Claude Code + iOS Simulator
How to connect Claude Code to your iOS simulator using the ios-simulator MCP server. Set up in 15 minutes and let Claude run your bug and UX checks.
Apr 13, 2026
6 min read
BestSelf was an e-commerce company for seven years. Physical products, Shopify, fulfillment, the whole thing. When we decided to build Helm, a focus app that blocks distracting apps on your phone, we were moving into software with zero infrastructure for it. No engineers on staff who’d shipped iOS apps before. No QA process. No one whose job it was to find bugs before users did.
That job fell to me.
What that looked like in practice: build something, open the simulator, poke around, try the flow a few times, decide it seemed fine, move on. Repeat for every change. Except Helm isn’t a todo app. It reaches into iOS and controls what you can access on your own phone. If something breaks, a user might get locked out, or the blocking might not trigger when it should. High stakes, lots of states, and no one checking any of it except me.
I didn’t learn about this until December, after Helm was mostly built. There’s an MCP server that connects Claude Code directly to your iOS simulator. Claude can tap, swipe, read the screen, and run a test pass without you lifting a finger.

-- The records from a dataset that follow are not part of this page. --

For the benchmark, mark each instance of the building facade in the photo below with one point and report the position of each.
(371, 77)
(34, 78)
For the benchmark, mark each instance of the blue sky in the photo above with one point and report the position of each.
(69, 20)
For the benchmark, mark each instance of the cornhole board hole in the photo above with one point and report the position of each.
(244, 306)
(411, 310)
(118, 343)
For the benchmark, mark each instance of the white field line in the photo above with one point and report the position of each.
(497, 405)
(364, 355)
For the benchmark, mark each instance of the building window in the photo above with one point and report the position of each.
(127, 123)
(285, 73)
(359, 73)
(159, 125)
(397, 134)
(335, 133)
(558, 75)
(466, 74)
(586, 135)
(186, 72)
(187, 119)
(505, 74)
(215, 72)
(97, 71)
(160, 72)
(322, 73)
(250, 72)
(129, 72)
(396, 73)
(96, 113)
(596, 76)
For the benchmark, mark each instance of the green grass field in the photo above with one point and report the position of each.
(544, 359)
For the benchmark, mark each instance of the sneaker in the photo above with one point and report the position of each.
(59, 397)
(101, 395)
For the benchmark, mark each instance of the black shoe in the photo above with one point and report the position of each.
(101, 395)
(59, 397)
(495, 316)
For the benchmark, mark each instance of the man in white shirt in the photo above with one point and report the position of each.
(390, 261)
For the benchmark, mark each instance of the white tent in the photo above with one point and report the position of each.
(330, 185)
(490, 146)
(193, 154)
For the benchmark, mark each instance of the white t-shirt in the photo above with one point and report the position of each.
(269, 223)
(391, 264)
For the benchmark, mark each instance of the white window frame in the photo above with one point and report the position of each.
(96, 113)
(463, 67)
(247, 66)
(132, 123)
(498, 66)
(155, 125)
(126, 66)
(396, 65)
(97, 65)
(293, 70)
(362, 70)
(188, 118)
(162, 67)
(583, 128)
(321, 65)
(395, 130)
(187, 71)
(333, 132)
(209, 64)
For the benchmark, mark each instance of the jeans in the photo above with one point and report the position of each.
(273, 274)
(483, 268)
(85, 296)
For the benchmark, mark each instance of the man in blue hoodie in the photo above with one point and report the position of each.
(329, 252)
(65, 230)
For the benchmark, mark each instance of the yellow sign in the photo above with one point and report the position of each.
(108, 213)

I’m writing this now because the next time I build an app, this is getting set up on day one. If you’re building anything with a UI and doing your own manual testing, same goes for you.
What actually changes
The problem with testing your own app isn’t effort. It’s that you know too much. You built it, so you use it the way you intended it to work. You test the happy path. You find maybe half of what’s actually broken.
When you give Claude access to your iOS simulator, it becomes your QA engineer. It doesn’t know how the app is supposed to work, so it looks at what’s actually on screen. It reads the accessibility tree, taps through flows, and reports what it finds. Not what you hoped it would find.

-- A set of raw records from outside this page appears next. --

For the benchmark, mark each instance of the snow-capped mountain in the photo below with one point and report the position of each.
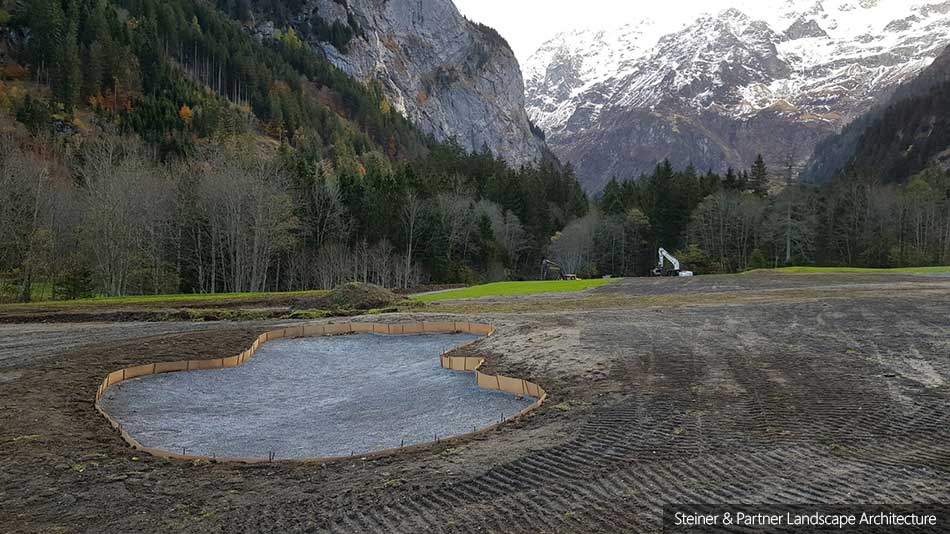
(770, 77)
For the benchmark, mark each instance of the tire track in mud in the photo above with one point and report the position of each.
(710, 415)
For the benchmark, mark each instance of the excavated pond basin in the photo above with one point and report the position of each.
(312, 398)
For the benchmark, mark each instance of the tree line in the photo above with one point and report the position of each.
(112, 218)
(196, 158)
(730, 223)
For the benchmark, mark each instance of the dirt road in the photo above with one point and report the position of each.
(832, 396)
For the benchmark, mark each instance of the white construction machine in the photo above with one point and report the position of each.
(675, 263)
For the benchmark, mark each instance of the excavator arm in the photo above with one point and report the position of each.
(669, 257)
(665, 256)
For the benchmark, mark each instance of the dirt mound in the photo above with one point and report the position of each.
(352, 296)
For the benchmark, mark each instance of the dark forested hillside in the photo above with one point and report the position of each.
(896, 140)
(160, 147)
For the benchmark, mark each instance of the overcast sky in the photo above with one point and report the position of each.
(526, 24)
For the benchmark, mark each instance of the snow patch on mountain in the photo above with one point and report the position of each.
(814, 62)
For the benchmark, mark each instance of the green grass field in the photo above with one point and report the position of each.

That covers bugs. The more underrated part is UX feedback. Claude can tell you the button label is ambiguous. That a flow requires three more taps than it should. That an error state gives the user no way out. You get a bug report and a design review at the same time, from something looking at your app completely fresh.
The specific workflow this changes is verification. Before: fix a bug, open the simulator, navigate to the screen, manually confirm it’s fixed, move on. Multiply that by every bug in a complex app. After: fix it, tell Claude to check it, move on. You stay in the decisions. Claude handles the confirmation.

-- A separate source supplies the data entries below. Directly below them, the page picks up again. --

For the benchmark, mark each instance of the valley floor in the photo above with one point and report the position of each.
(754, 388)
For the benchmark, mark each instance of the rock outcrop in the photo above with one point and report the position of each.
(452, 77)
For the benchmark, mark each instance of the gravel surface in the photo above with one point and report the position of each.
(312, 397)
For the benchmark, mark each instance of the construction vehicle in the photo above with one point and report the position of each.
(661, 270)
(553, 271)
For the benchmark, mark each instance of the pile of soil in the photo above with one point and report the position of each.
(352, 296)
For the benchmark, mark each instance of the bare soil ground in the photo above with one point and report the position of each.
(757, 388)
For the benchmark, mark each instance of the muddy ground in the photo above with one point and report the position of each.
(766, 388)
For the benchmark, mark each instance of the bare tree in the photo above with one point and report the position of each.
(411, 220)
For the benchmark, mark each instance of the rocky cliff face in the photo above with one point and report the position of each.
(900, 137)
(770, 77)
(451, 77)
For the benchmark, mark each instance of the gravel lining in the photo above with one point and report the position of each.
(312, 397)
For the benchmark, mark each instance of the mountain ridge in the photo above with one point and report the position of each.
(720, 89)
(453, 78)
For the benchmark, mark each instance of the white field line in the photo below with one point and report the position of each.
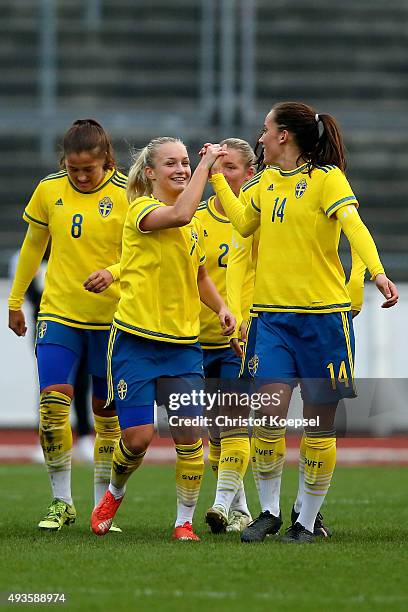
(166, 454)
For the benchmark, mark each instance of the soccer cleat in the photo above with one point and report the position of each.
(265, 524)
(319, 528)
(217, 519)
(59, 513)
(103, 513)
(297, 534)
(237, 521)
(184, 533)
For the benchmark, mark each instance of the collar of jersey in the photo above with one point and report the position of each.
(289, 172)
(113, 172)
(214, 212)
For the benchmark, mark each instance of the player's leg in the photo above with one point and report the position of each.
(106, 422)
(326, 362)
(275, 371)
(57, 366)
(229, 511)
(184, 364)
(130, 387)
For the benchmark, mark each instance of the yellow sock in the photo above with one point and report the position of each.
(107, 431)
(124, 463)
(214, 447)
(253, 464)
(301, 487)
(319, 462)
(233, 464)
(270, 449)
(189, 474)
(56, 441)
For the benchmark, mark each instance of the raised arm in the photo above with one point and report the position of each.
(183, 210)
(243, 213)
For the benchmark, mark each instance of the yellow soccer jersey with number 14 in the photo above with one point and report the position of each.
(217, 240)
(86, 235)
(299, 269)
(159, 297)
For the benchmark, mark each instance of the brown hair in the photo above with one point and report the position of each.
(88, 135)
(318, 147)
(243, 147)
(138, 184)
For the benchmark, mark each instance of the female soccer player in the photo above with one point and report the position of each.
(82, 209)
(301, 201)
(156, 326)
(229, 450)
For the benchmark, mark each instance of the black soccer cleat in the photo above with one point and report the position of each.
(319, 528)
(265, 524)
(297, 534)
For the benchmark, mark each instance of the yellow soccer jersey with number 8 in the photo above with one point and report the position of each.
(86, 235)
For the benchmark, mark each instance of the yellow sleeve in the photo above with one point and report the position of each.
(114, 269)
(36, 212)
(243, 212)
(360, 238)
(140, 208)
(336, 192)
(355, 285)
(31, 255)
(200, 242)
(237, 268)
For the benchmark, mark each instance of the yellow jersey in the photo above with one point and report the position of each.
(158, 278)
(299, 269)
(86, 235)
(240, 277)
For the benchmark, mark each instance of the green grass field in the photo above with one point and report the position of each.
(363, 567)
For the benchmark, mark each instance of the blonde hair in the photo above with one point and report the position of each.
(244, 148)
(138, 184)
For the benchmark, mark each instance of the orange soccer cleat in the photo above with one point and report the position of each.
(103, 513)
(184, 533)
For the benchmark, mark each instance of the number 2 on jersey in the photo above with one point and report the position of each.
(224, 248)
(76, 228)
(278, 209)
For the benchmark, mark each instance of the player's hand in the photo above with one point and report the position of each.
(17, 322)
(236, 347)
(98, 281)
(227, 321)
(209, 153)
(388, 289)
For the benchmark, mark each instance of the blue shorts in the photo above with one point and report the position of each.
(247, 370)
(316, 350)
(135, 367)
(221, 363)
(60, 348)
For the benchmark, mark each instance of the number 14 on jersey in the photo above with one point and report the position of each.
(278, 209)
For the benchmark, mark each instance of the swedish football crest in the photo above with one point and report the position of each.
(253, 364)
(42, 329)
(300, 188)
(122, 388)
(105, 207)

Some things still require manual testing on a physical device. For Helm, actual app blocking has to be tested on real hardware, that’s just the nature of what it does. But we have a dev mode that exposes those flows in the simulator. Claude does a full first pass there. The physical device testing becomes the final check, not the entire process.
The setup
You need macOS, Xcode with iOS simulators, and Homebrew. Budget 15 minutes.
Step 1: install IDB
IDB is Facebook’s iOS Development Bridge. It gives Claude a clean interface for tapping, swiping, and reading what’s on screen. Things the standard simulator tooling doesn’t expose cleanly.
brew tap facebook/fb
brew install idb-companion
pip3 install fb-idb
If you’re on Python 3.11 or later using the system interpreter, add --break-system-packages to the pip command.
Verify it worked: run idb list-targets and your simulators should appear.
Step 2: add the MCP server to Claude Code
claude mcp add ios-simulator npx ios-simulator-mcp
One command. Claude Code now has access to your simulator.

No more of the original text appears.